El Conde de Betancourt

 

De todas las poesías en prosa que podrían interesarles, debido a que han significado un agrado para mí también, Los cantos de Maldoror, La divina comedia y El paraíso perdido sean posiblemente las más destacables. Sin embargo, el hecho de leer algunos de estos tres libros no es una tarea del todo sencilla debido a la alta exigencia que se requiere para poder entender a plenitud sus versos, y esto no me lo estoy inventando tan sólo para sonar pretencioso: es una realidad que ha sido objeto de debate desde épocas que se remontan hasta hace casi más de un siglo y que se hace patente en el prólogo del ejemplar del que hablaré en esta ocasión.

Un rasgo que dichas lecturas comparten entre sí es el de una muy estrecha relación eclesiástica, misma que, según mi opinión, puede variar en intensidad según el libro. Y algo que no debemos olvidar al momento de aventurarnos en cualquiera de estas tres historias, es que cada una es la encarnación de las diferentes interpretaciones de sus respectivos creadores, estando dos de ellas, La divina comedia y Los cantos de Maldoror, entrelazadas profundamente con las características de Dante y Ducasse. Recuerden que la literatura son pensamientos, sentimientos y deseos; sobre todo la poesía.
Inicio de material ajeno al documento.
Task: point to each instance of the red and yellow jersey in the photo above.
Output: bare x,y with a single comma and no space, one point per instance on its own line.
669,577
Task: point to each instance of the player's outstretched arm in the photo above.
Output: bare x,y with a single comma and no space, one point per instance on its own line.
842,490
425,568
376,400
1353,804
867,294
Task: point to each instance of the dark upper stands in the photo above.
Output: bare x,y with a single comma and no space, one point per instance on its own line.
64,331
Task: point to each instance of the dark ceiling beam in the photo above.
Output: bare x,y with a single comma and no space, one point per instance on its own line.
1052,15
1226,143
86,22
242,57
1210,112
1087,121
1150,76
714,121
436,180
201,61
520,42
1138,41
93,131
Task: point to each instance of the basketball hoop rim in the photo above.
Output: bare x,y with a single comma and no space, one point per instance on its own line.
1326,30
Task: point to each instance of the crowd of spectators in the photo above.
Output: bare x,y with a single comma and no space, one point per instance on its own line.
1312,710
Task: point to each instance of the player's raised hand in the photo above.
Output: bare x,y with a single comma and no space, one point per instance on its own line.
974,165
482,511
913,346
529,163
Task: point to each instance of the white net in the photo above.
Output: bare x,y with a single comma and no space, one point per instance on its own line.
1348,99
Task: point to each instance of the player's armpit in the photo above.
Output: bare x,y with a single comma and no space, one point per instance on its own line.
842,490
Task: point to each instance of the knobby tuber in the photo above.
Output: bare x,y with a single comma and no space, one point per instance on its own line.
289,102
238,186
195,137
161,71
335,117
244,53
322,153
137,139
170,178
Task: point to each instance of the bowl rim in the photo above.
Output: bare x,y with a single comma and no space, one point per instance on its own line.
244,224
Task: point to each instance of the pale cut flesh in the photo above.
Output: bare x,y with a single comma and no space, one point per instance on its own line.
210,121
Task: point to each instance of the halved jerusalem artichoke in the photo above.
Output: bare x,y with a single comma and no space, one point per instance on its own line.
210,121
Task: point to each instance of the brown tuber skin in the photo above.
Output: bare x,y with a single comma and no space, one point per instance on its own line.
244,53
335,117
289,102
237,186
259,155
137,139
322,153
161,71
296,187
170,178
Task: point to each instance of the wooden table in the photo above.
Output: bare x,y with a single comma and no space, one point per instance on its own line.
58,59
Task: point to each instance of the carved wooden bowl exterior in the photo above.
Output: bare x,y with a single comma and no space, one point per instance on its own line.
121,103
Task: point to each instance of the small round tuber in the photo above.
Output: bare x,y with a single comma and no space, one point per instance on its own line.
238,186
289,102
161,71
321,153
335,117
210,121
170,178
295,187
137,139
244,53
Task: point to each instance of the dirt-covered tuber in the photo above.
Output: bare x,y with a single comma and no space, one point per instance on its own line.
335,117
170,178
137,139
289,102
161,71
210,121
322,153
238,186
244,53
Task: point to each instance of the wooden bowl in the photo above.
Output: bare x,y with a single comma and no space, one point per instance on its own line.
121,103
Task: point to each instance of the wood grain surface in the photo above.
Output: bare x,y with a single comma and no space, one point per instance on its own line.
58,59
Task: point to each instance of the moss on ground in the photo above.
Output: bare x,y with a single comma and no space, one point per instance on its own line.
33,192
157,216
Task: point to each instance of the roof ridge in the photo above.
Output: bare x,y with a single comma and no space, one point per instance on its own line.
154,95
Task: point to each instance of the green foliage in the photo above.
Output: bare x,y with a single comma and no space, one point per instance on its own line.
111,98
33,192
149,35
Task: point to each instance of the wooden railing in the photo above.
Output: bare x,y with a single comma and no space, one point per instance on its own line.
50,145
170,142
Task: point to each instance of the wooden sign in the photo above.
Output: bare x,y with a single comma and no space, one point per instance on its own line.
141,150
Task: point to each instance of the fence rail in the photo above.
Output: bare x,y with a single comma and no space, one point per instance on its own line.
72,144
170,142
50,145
Si intento enfocar por entero este concepto en El paraíso perdido, que es el volumen que nos interesa, y el que recomiendo para iniciarse en esta clase de libros, seremos capaces de enterarnos que dicha variable también se encuentra presente, aunque claro, de manera un poco menos sutil, en lo relatado por John Milton, el escritor, en una etapa de su vida en la que vivió privado de la vista, empobrecido y acosado por sus enemigos políticos.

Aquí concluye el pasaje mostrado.